November 8, 2021

Effective Thermal Management for Lithium-Ion Batteries: The Case for Liquid vs Air for Cooling and Heating

Doug Pooler - Product Testing Engineer, Hotstart Thermal Management

This is a guest blog post from Hotstart Thermal Management. Connect with Hotstart at #ESACon21 in Phoenix, AZ, December 1-3. Registration is open!

Stationary energy storage is estimated to become an $8.9 billion annual market by 2026 with particular growth in lithium-ion energy storage systems (ESS) for short duration applications. A primary concern with lithium-ion ESS operation is effective thermal management, namely removing the significant heat generated during battery charge and discharge and maintaining the batteries above the minimum charging temperature in cold environments. While conditioning the air within ESS containers has been typical for most deployments to date, it is not sufficiently effective. Liquid-based thermal management provides a more effective method for controlling and optimizing battery temperature in both warm and cold environments.

Effective thermal management of lithium-ion ESS must both remove heat during battery charge/discharge to minimize thermal gradients that cause internal battery cell damage and maintain the temperature of the cells above a minimum threshold for safe operation in cold environments. Conditioning of the air within an ESS container has been the most common solution as it seems the least technically complex and the least costly. However, the limitations inherent in air cooling and heating have significant impacts on battery performance, energy availability, battery degradation and lifetime, and total cost of ownership.
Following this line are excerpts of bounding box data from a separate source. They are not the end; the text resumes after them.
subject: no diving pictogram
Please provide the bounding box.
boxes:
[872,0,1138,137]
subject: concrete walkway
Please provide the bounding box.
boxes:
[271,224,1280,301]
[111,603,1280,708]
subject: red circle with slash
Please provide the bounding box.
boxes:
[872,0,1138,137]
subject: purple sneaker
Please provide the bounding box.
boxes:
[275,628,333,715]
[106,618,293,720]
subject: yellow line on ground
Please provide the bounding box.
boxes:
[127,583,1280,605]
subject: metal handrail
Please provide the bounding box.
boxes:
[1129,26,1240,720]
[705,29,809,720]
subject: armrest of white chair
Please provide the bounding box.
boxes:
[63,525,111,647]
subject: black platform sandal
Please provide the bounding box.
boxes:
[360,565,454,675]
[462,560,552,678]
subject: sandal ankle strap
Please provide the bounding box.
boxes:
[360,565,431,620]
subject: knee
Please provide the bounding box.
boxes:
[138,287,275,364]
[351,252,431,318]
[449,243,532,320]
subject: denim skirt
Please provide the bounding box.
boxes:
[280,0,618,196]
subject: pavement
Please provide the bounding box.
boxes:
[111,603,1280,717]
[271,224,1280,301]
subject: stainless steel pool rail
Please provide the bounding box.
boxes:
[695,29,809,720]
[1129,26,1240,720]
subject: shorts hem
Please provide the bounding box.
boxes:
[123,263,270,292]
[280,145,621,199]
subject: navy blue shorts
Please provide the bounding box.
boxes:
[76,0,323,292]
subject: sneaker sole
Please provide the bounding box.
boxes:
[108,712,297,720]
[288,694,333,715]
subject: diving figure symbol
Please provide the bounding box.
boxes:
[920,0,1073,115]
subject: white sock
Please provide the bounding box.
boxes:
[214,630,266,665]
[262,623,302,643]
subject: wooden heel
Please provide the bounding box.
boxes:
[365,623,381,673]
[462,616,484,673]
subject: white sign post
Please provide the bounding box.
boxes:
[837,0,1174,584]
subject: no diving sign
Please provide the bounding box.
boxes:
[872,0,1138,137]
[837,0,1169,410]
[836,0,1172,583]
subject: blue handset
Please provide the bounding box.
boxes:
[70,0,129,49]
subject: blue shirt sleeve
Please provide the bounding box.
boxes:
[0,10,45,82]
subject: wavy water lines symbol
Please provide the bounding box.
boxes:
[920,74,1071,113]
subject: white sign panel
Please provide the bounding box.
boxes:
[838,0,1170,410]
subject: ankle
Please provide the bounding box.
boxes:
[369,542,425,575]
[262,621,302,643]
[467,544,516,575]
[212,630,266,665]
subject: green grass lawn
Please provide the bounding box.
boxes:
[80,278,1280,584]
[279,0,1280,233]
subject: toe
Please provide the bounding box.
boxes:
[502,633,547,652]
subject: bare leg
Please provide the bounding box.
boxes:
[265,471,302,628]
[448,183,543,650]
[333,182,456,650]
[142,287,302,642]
HVAC systems in an ESS condition the air within the container to lower the overall ambient temperature, which is then circulated around and within the battery modules by natural or forced convection. The specific heat of air and airflow limitations limit the amount of cooling that can be provided within the battery module. Overall energy density of an air-cooled ESS is reduced as air-cooled battery module designs require more pathways within the module and container to accommodate forced airflow.

Air-cooled systems also have a low thermal transfer rate and are slow to react to battery charge/discharge-driven temperature changes. Battery management systems (BMS) typically de-rate the ESS in response, including limiting the depth of discharge and the zenith of charge. The resulting decreased charge/discharge rates reduce ESS usefulness as a power infrastructure asset. HVAC systems also typically do not provide heating, which limits the effectiveness of the system in cold environments where charging should not occur when battery cell temperatures are below the battery manufacturer’s specified minimum charging temperature.

In contrast, liquid-based thermal management systems (TMS) can directly cool and heat battery modules to maintain battery cells in their optimal temperature range. The use of heat exchanger plates in contact with the battery module’s exterior surface allows for a direct heat transfer to cells through thermal paths integrated in the module design. While operating during charge/discharge states, the liquid TMS cools and circulates a water-glycol mixture to the heat exchangers. In cold environments, the system circulates heated water-glycol, maintaining lithium-ion battery modules and cells within their ideal temperature range so they can safely charge.

Liquid-based thermal management has several advantages over air systems. Since the heat exchange fluid has a much higher heat capacity than air, module and container energy density can be increased due to the smaller fluid paths necessary for liquid TMS. The high thermal transfer rate of the integrated design improves cell temperature uniformity and temperature control, reducing the need to de-rate the system through the BMS due to spikes in individual cell temperatures. Cell temperature uniformity within the ideal temperature range can improve battery state of health, extending the productivity of the system. Overall parasitic load is reduced when liquid TMS is integrated into the ESS. Traditional air-conditioning parasitic load is reported between 5-10%. Third-party testing has demonstrated that the liquid TMS parasitic load is less than half of a comparable HVAC system during continuous charge and discharge cycling.

Lithium-ion ESS installations benefit from liquid thermal management in both the short and long term. A scalable liquid TMS minimizes the conditions that cause cell degradation and loss of capacity, increasing the installed useful life of an ESS and maximizing its value as a power infrastructure asset. Expanding the range of lithium-ion ESS usefulness into both hotter and colder environments with the use of a single thermal management system allows for energy storage opportunities that would be limited otherwise.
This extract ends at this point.